The village of Pamaho affords a typical instance. Four miles to
the south from the Wapsipinicon River on the crest of a hill, a site
for a town was selected. For a number of years the people who lived
in the three or four cabins called the place of their residence
Pamaho. On account of the pleasant location the name was afterward
changed to Fairview. In the fifties the town began growing and
though handicapped by possessing no water power the rich
agricultural region promised steady development.
But the builders of railroads neglected Fairview and the
promise was never fulfilled. Without transportation the village has
died. Many houses that border the road are deserted and almost all
are in sad need of repair. The lawns have been seeded to rag weeds
and dandelions. Cornfields overrun the old gardens. Here and there
an old house has been left to decay: with the window panes broken,
the clapboards awry, and the roof fallen in, its appearance is well
nigh sepulchral. The silence that broods over the village seems to
indicate plainly that the people have all gone away. Throughout the
whole settlement not a person is stirring. No busy housewife is
hanging out clothes or sweeping the porch, no gardener looks up from
his hoeing, no loafer is sauntering storeward, no children scamper
hither and thither, and even the pigs and the chickens keep out of
sight. Long years have elapsed since the side streets resounded with
clattering hoofs and the rattle of buggy wheels. Those wheels are
now mounted on posts at the street intersections where they serve
the convenience of the rural mail carrier. The post office that was
maintained for sixty-four years has been discontinued for nearly two
decades.
No one would imagine that the church is in use: the tall grass
in the yard is untrampled and the windows have a vacant expression.

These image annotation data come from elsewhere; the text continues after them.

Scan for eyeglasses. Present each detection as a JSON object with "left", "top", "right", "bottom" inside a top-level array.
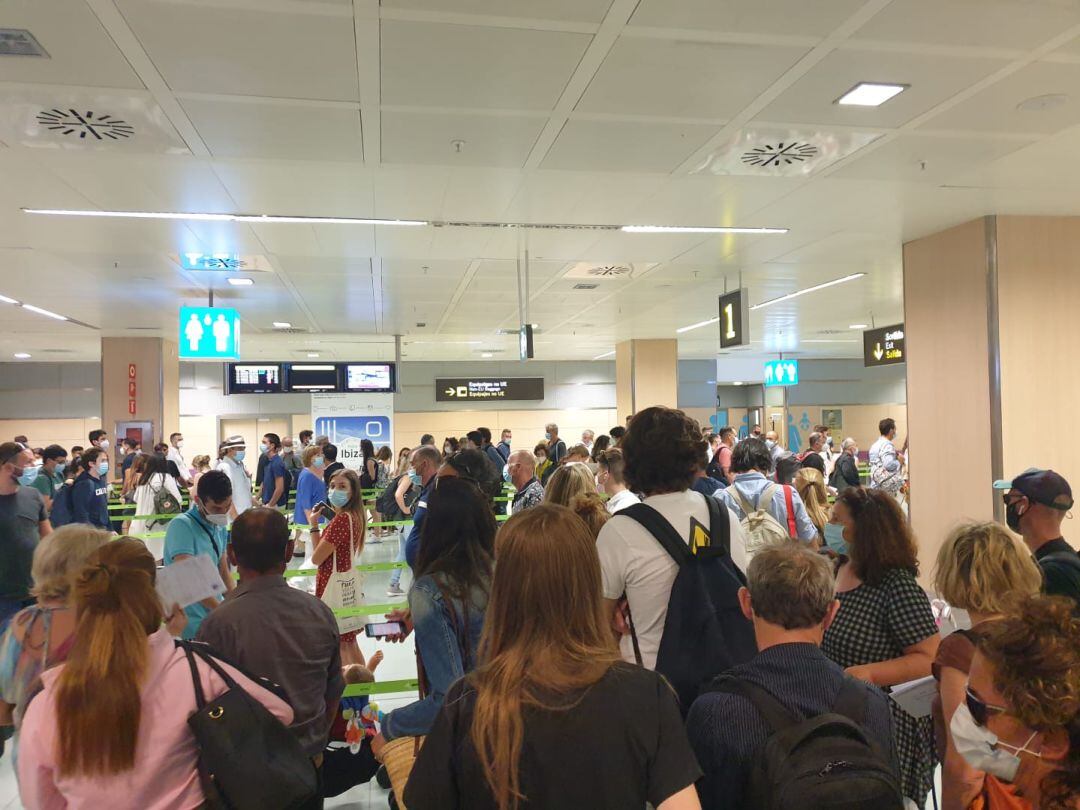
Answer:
[{"left": 967, "top": 686, "right": 1009, "bottom": 726}]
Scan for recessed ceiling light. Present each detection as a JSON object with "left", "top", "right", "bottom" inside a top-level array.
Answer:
[
  {"left": 836, "top": 82, "right": 910, "bottom": 107},
  {"left": 675, "top": 318, "right": 720, "bottom": 335},
  {"left": 751, "top": 273, "right": 866, "bottom": 309},
  {"left": 619, "top": 225, "right": 787, "bottom": 233}
]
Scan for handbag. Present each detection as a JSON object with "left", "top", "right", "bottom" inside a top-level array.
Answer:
[
  {"left": 321, "top": 514, "right": 367, "bottom": 633},
  {"left": 176, "top": 639, "right": 319, "bottom": 810}
]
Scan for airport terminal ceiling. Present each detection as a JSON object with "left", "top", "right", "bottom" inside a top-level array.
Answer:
[{"left": 6, "top": 0, "right": 1080, "bottom": 362}]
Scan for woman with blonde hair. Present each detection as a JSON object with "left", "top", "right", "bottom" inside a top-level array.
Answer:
[
  {"left": 0, "top": 523, "right": 112, "bottom": 743},
  {"left": 18, "top": 538, "right": 293, "bottom": 810},
  {"left": 795, "top": 467, "right": 828, "bottom": 548},
  {"left": 932, "top": 523, "right": 1042, "bottom": 810},
  {"left": 405, "top": 503, "right": 701, "bottom": 810}
]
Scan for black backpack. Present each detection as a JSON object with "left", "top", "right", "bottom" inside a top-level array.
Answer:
[
  {"left": 619, "top": 497, "right": 757, "bottom": 716},
  {"left": 708, "top": 675, "right": 904, "bottom": 810}
]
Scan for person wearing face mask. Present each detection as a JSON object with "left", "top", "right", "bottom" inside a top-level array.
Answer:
[
  {"left": 71, "top": 447, "right": 112, "bottom": 531},
  {"left": 30, "top": 444, "right": 67, "bottom": 510},
  {"left": 933, "top": 523, "right": 1042, "bottom": 810},
  {"left": 949, "top": 596, "right": 1080, "bottom": 810},
  {"left": 994, "top": 468, "right": 1080, "bottom": 610},
  {"left": 164, "top": 470, "right": 235, "bottom": 638},
  {"left": 0, "top": 442, "right": 53, "bottom": 631},
  {"left": 165, "top": 433, "right": 191, "bottom": 487},
  {"left": 217, "top": 436, "right": 252, "bottom": 519}
]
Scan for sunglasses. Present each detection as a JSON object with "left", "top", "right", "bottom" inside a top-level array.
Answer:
[{"left": 966, "top": 687, "right": 1008, "bottom": 727}]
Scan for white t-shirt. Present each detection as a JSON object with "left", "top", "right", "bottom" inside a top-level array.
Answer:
[
  {"left": 596, "top": 489, "right": 746, "bottom": 670},
  {"left": 606, "top": 489, "right": 642, "bottom": 515}
]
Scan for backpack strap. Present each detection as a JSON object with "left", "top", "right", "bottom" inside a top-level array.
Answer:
[
  {"left": 706, "top": 675, "right": 802, "bottom": 733},
  {"left": 784, "top": 484, "right": 799, "bottom": 540}
]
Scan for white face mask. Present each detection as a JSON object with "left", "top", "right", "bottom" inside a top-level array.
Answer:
[{"left": 948, "top": 703, "right": 1042, "bottom": 782}]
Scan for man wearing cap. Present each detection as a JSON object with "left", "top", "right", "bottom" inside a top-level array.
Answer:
[
  {"left": 217, "top": 436, "right": 252, "bottom": 518},
  {"left": 994, "top": 469, "right": 1080, "bottom": 606}
]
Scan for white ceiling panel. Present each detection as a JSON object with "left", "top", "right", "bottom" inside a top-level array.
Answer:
[
  {"left": 118, "top": 0, "right": 360, "bottom": 102},
  {"left": 382, "top": 112, "right": 546, "bottom": 167},
  {"left": 0, "top": 0, "right": 143, "bottom": 90},
  {"left": 630, "top": 0, "right": 863, "bottom": 37},
  {"left": 758, "top": 50, "right": 1007, "bottom": 129},
  {"left": 578, "top": 38, "right": 808, "bottom": 119},
  {"left": 543, "top": 120, "right": 717, "bottom": 173},
  {"left": 855, "top": 0, "right": 1080, "bottom": 51},
  {"left": 381, "top": 21, "right": 591, "bottom": 109},
  {"left": 381, "top": 0, "right": 611, "bottom": 23},
  {"left": 183, "top": 98, "right": 364, "bottom": 162},
  {"left": 921, "top": 62, "right": 1080, "bottom": 134}
]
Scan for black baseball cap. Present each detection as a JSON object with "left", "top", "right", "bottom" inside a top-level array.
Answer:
[{"left": 994, "top": 467, "right": 1072, "bottom": 512}]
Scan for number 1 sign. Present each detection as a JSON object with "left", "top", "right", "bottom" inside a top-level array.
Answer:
[{"left": 720, "top": 287, "right": 750, "bottom": 349}]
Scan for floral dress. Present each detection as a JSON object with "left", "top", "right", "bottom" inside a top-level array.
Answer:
[{"left": 315, "top": 512, "right": 364, "bottom": 642}]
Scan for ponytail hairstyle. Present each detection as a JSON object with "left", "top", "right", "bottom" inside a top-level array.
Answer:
[{"left": 56, "top": 537, "right": 164, "bottom": 777}]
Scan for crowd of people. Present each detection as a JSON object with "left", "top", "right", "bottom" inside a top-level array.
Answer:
[{"left": 0, "top": 407, "right": 1080, "bottom": 810}]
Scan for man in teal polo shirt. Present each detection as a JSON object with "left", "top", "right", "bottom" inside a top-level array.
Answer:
[{"left": 164, "top": 470, "right": 235, "bottom": 638}]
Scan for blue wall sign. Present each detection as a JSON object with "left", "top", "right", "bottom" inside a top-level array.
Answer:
[
  {"left": 179, "top": 307, "right": 240, "bottom": 360},
  {"left": 765, "top": 360, "right": 799, "bottom": 388}
]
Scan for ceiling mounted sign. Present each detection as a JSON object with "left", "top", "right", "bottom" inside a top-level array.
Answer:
[{"left": 863, "top": 323, "right": 907, "bottom": 368}]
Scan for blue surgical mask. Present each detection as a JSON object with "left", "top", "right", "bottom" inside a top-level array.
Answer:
[{"left": 825, "top": 523, "right": 848, "bottom": 556}]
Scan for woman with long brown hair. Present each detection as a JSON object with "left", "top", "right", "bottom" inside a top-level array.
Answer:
[
  {"left": 405, "top": 503, "right": 701, "bottom": 810},
  {"left": 18, "top": 538, "right": 293, "bottom": 810}
]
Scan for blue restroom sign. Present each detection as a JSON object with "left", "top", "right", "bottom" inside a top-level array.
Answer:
[
  {"left": 765, "top": 360, "right": 799, "bottom": 388},
  {"left": 179, "top": 307, "right": 240, "bottom": 360}
]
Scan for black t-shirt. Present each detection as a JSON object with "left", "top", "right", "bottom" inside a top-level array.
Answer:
[
  {"left": 405, "top": 663, "right": 701, "bottom": 810},
  {"left": 1035, "top": 538, "right": 1080, "bottom": 608}
]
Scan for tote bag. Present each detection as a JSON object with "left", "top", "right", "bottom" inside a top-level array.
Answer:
[{"left": 322, "top": 514, "right": 367, "bottom": 633}]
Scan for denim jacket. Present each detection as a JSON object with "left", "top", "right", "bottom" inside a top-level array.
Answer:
[{"left": 382, "top": 576, "right": 487, "bottom": 740}]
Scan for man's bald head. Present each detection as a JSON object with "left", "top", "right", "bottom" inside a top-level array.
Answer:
[{"left": 229, "top": 507, "right": 293, "bottom": 573}]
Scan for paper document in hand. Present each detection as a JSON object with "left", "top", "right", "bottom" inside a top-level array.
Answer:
[
  {"left": 158, "top": 554, "right": 225, "bottom": 613},
  {"left": 889, "top": 675, "right": 937, "bottom": 717}
]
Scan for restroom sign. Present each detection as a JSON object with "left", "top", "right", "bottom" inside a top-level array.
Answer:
[{"left": 179, "top": 307, "right": 240, "bottom": 360}]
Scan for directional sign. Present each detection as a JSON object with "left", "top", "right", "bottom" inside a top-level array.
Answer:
[
  {"left": 435, "top": 377, "right": 543, "bottom": 402},
  {"left": 179, "top": 307, "right": 240, "bottom": 360},
  {"left": 765, "top": 360, "right": 799, "bottom": 388},
  {"left": 720, "top": 287, "right": 750, "bottom": 349},
  {"left": 863, "top": 323, "right": 907, "bottom": 367}
]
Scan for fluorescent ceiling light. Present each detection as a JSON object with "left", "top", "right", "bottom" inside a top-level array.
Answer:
[
  {"left": 23, "top": 303, "right": 67, "bottom": 321},
  {"left": 23, "top": 208, "right": 428, "bottom": 226},
  {"left": 675, "top": 318, "right": 720, "bottom": 335},
  {"left": 836, "top": 82, "right": 910, "bottom": 107},
  {"left": 619, "top": 225, "right": 787, "bottom": 233},
  {"left": 747, "top": 273, "right": 866, "bottom": 311}
]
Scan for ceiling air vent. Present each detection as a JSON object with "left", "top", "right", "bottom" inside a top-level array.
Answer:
[
  {"left": 0, "top": 28, "right": 49, "bottom": 59},
  {"left": 38, "top": 108, "right": 135, "bottom": 140},
  {"left": 742, "top": 140, "right": 819, "bottom": 168}
]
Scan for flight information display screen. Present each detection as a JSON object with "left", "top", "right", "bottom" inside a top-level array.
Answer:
[
  {"left": 345, "top": 363, "right": 394, "bottom": 393},
  {"left": 225, "top": 363, "right": 282, "bottom": 394}
]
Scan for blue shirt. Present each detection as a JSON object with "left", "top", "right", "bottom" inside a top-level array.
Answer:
[
  {"left": 714, "top": 472, "right": 818, "bottom": 540},
  {"left": 686, "top": 643, "right": 900, "bottom": 810},
  {"left": 164, "top": 505, "right": 229, "bottom": 638},
  {"left": 405, "top": 478, "right": 435, "bottom": 569},
  {"left": 262, "top": 456, "right": 288, "bottom": 507},
  {"left": 293, "top": 470, "right": 326, "bottom": 526}
]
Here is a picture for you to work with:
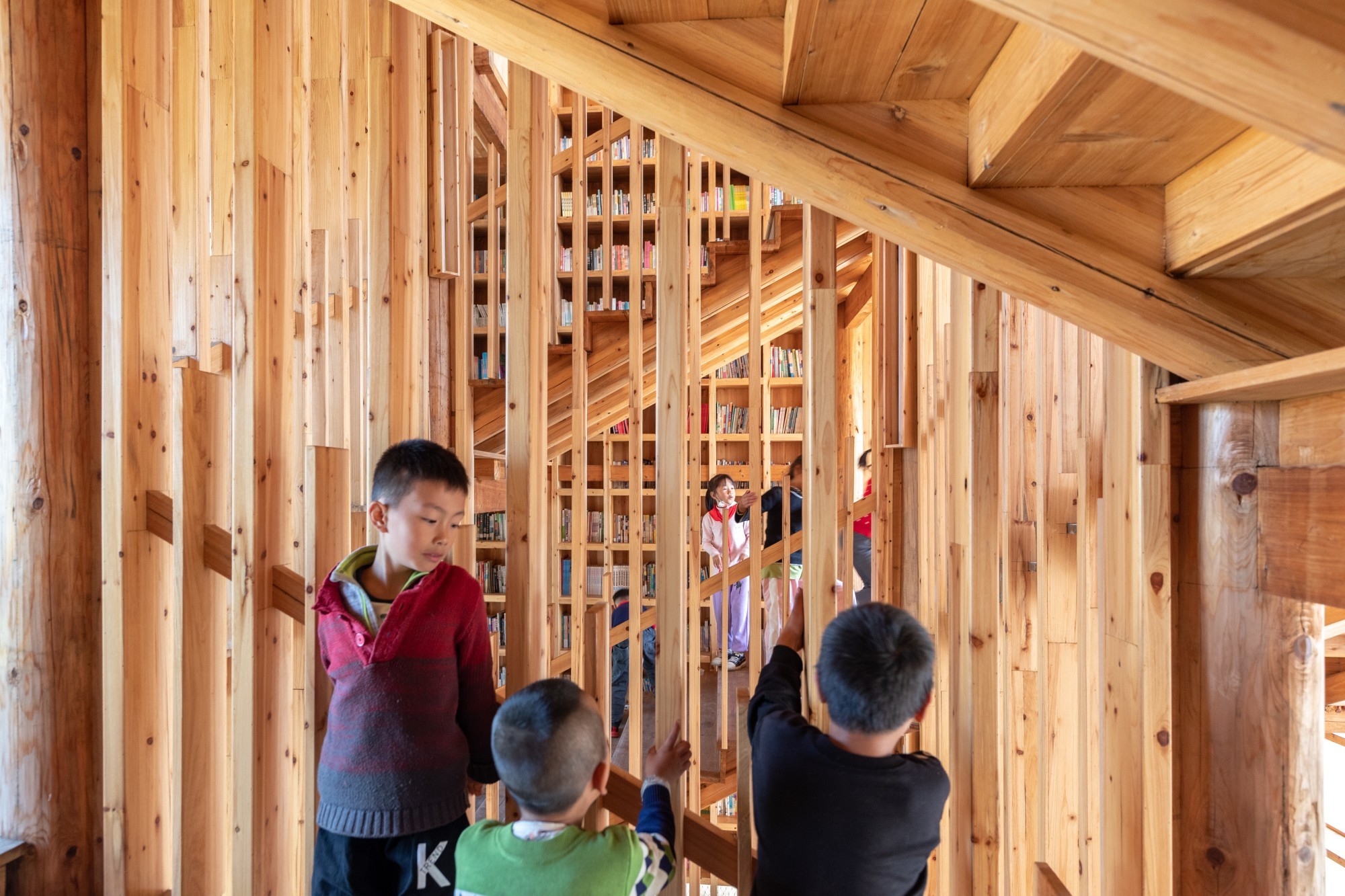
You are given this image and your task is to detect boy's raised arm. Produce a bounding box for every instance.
[456,579,500,784]
[748,594,803,737]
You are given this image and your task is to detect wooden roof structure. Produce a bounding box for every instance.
[406,0,1345,378]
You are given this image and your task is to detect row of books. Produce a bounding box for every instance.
[476,510,504,541]
[771,407,803,433]
[561,557,654,598]
[476,560,504,595]
[472,351,504,379]
[612,187,658,215]
[472,301,508,327]
[560,239,659,273]
[714,402,748,434]
[472,249,508,273]
[612,514,658,545]
[771,345,803,376]
[687,183,748,211]
[560,187,658,218]
[714,355,752,379]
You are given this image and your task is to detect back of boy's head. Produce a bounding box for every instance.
[371,438,471,507]
[491,678,607,815]
[818,603,933,735]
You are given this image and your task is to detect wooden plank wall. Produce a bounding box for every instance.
[98,0,457,893]
[902,258,1173,895]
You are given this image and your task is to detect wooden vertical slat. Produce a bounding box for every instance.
[968,284,1006,896]
[390,4,429,441]
[171,366,230,895]
[802,203,839,731]
[624,121,646,768]
[738,180,771,680]
[570,97,589,685]
[300,446,352,883]
[169,0,211,358]
[504,63,549,693]
[654,136,693,889]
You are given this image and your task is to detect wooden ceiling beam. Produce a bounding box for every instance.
[1165,128,1345,277]
[976,0,1345,164]
[472,74,508,153]
[405,0,1286,378]
[780,0,820,105]
[967,23,1247,187]
[607,0,710,24]
[1158,348,1345,405]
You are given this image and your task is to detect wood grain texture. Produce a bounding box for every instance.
[1165,128,1345,277]
[654,134,689,887]
[976,0,1345,164]
[0,0,100,896]
[1256,467,1345,607]
[393,0,1275,374]
[968,23,1245,187]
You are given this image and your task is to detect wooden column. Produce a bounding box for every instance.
[0,0,100,896]
[612,121,643,771]
[802,206,849,731]
[654,136,698,889]
[738,180,771,678]
[966,282,1005,896]
[1178,402,1338,896]
[504,63,549,693]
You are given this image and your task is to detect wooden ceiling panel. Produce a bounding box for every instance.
[976,0,1345,164]
[794,99,967,183]
[607,0,710,24]
[783,0,924,105]
[623,19,784,102]
[608,0,785,24]
[968,24,1245,187]
[882,0,1014,101]
[1166,128,1345,277]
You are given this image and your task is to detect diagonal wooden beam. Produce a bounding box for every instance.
[967,23,1247,187]
[975,0,1345,163]
[1165,128,1345,277]
[406,0,1284,378]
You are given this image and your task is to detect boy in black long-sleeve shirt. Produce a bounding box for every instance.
[748,586,948,896]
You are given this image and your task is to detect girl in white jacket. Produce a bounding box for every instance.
[701,474,751,669]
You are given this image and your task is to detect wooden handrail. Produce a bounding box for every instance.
[603,766,738,887]
[701,495,874,600]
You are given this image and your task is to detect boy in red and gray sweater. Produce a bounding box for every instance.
[312,438,499,896]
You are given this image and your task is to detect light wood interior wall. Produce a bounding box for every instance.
[97,0,452,893]
[901,258,1173,893]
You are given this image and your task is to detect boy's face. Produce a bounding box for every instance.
[369,481,467,572]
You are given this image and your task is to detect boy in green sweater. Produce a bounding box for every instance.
[456,678,691,896]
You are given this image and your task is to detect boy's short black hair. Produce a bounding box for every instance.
[818,603,933,735]
[371,438,472,507]
[491,678,608,815]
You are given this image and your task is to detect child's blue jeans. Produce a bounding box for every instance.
[612,628,654,725]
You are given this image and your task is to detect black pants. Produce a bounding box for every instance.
[313,815,467,896]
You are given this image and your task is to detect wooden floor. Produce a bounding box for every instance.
[612,666,755,783]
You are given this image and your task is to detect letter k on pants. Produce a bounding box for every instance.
[416,840,448,889]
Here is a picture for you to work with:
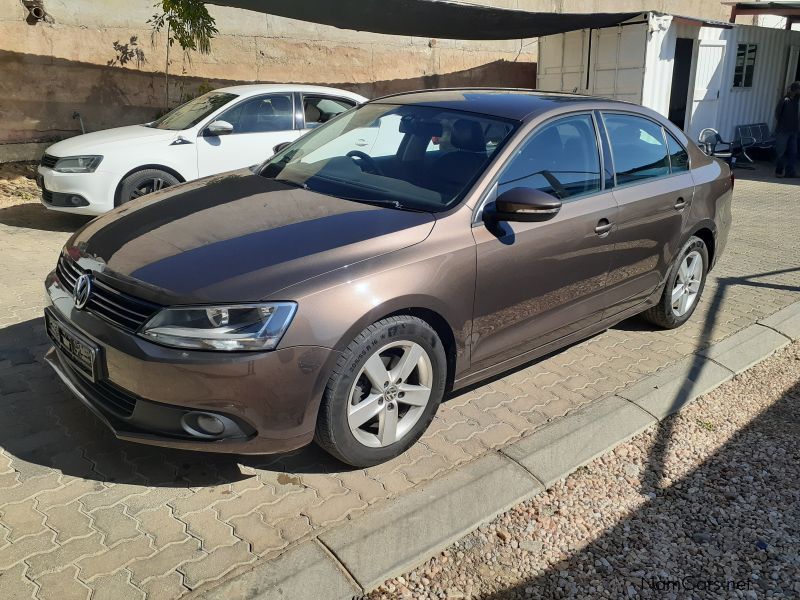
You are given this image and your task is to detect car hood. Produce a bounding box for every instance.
[65,169,435,304]
[46,125,182,157]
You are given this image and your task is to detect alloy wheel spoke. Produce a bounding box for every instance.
[347,394,385,427]
[378,406,397,446]
[678,260,689,283]
[672,284,686,306]
[397,383,431,406]
[678,292,691,315]
[364,353,390,390]
[391,344,425,381]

The school house, which at one time was no doubt a model, now seems
to be outgrown and deserted. The bustle of business in the "Fairview
Store" is a thing of the past. The board awning that once shaded the
windows is falling away and its function is performed by numerous
cobwebs. Not even a garage is maintained in the village. As the
curious traveler now seeks the lost site of Bowen's Prairie and
Ivanhoe, so before long Fairview will be gone.
It was noon on the fourth day of our pilgrimage. For
eighty-five miles we had followed the path of the famous old furrow.
Only the route is the same, we were thinking. The landscape, the
methods of travel, the habits of living—all are changed and little
remains of the past. Then away to the left far over the hill tops we
caught a glimpse of the gleaming slate roof of New Melleray Abbey.
All is changed, were we saying? Ah, no! Within yonder walls men are
living today by the old sixth century rule of Saint Benedict.
Ten miles from Dubuque over a macadamized stretch of the Old
Military Road and two miles through a beautiful forest that has been
set apart for a State game preserve, these pious monks live in
seclusion. Afar from the turmoil and strife of modern life they
quietly read the Lives of the Saints and follow the customs that
have prevailed in all Trappist Abbeys. In summer and winter, fair
weather or foul, they arise from their straw ticks at two o'clock in
the morning and spend two hours in prayer. Then an hour and a half
is devoted to mass before breakfast. They work in their fields until
nearly noon, then they sleep until two. An hour is allotted for
dinner. The rest of the day is consumed in deep meditation and
reading. At seven o'clock they retire.
By an ancient rule of Saint Benedict the brothers are forbidden
to speak. Only by special permission are any allowed to converse.
Their clothing consists of a long gown of brown wool: rough serge is
worn next to the skin. Bread, rice, and potatoes are their principal
diet: they never eat meat. The farm land, the buildings, and the
thoroughbred live stock are all owned in common.
It was after two when we bade adieu to the old monastery, and
the sun was just disappearing when we entered Dubuque. Behind us the
curtain of darkness was falling over a hundred miles of the famous
old highway replete with the memories of former times, and before us
the lights of Hotel Julien Dubuque awakened no thought of Tim
Fanning's tavern. We had arrived at the end of the trail.